Phoenix House Texas had provided substance use primary residential and outpatient treatment to adolescents regardless of ability to pay from its inception in 1995 until September 29, 2023, when the organization closed all treatment programs due to lack of sufficient, sustainable funding.

=== National Capital Treatment & Recovery ===
National Capital Treatment & Recovery (formerly known as Phoenix Houses of the Mid-Atlantic and before that as Vanguard Services Unlimited) serves individuals struggling with substance abuse in Maryland, Virginia, Washington, D.C., Delaware, Pennsylvania, and New Jersey. Programs provide residential, transitional, and outpatient treatment with gender-specific programs to adults and adolescents. A Spanish-language men's residential program is also offered.

== Celebrity involvement ==
Completing work on Cadillac Records, Beyoncé Knowles donated her entire salary to Phoenix House. Beyoncé also visited the Phoenix House Career Academy at Jay Street in Brooklyn, New York, while preparing to portray singer Etta James, who was once addicted to heroin. Beyoncé and her mother and business partner Tina Knowles later founded the Career Academy's Beyoncé Cosmetology Center, which offers a seven-month cosmetology training program for adults.

Grammy-nominated singer/songwriter Kara DioGuardi created and contributes to the Phoenix Rising Music Program, which includes recording studios in three Phoenix House Academy facilities. The program teaches teens how to operate music recording equipment and how to record their own music as part of their music therapy programs.

Phoenix House is thanked in the liner notes of Velvet Gloves and Spit.

== Affiliates ==
Phoenix House is affiliated with COAF (Center on Addiction and the Family). COAF helps families affected by alcohol and other drug abuse and also runs the Facts on Tap education campaign for college students.

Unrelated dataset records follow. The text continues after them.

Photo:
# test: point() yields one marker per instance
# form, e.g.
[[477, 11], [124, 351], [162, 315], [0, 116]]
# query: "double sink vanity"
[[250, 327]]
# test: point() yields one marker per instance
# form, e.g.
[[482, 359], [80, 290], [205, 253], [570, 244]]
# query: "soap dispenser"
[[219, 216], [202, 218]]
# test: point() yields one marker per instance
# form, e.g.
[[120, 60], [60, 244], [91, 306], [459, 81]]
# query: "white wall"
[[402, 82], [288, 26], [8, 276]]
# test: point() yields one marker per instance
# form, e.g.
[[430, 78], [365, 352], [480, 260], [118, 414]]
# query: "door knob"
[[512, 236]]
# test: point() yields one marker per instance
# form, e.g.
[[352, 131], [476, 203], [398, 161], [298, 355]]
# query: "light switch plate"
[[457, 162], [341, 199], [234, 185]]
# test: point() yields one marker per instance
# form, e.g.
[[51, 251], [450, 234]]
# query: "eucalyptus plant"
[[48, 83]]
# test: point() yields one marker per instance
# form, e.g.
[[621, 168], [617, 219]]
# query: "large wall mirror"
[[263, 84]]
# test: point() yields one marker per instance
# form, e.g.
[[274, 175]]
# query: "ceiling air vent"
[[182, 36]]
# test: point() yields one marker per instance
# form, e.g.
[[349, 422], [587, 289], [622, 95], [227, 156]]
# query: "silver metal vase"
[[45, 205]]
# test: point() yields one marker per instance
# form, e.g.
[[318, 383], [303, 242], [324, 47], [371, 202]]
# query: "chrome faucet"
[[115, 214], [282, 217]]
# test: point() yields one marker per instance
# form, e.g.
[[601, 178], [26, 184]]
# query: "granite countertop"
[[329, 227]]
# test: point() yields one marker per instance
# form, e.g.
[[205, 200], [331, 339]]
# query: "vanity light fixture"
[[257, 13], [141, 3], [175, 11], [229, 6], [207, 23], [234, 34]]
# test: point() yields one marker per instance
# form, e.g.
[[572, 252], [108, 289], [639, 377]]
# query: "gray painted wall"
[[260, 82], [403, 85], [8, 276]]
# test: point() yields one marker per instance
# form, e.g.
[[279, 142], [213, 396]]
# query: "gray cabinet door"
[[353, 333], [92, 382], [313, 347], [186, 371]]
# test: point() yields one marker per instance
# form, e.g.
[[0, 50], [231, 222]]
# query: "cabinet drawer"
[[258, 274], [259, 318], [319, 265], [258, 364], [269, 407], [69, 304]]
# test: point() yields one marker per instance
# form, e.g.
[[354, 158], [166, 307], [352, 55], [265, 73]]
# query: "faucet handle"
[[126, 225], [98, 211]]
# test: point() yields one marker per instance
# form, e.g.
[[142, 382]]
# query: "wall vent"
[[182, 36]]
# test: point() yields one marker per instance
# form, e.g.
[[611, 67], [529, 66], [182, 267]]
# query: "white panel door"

Phoenix House was also established in the UK as an entirely separate organisation, though has its origins in the USA-based Phoenix House described above. Phoenix House (UK) runs a number of residential rehabilitation units, structured day programs and is the largest not for profit provider of prison based substance misuse programmes in the UK. In November 2006, Phoenix House (UK) rebranded to trade under the name 'Phoenix Futures.

== Drug policy ==

The organization's past president opposed the legalization of marijuana, and has opposed needle exchanges to provide clean needles to addicts.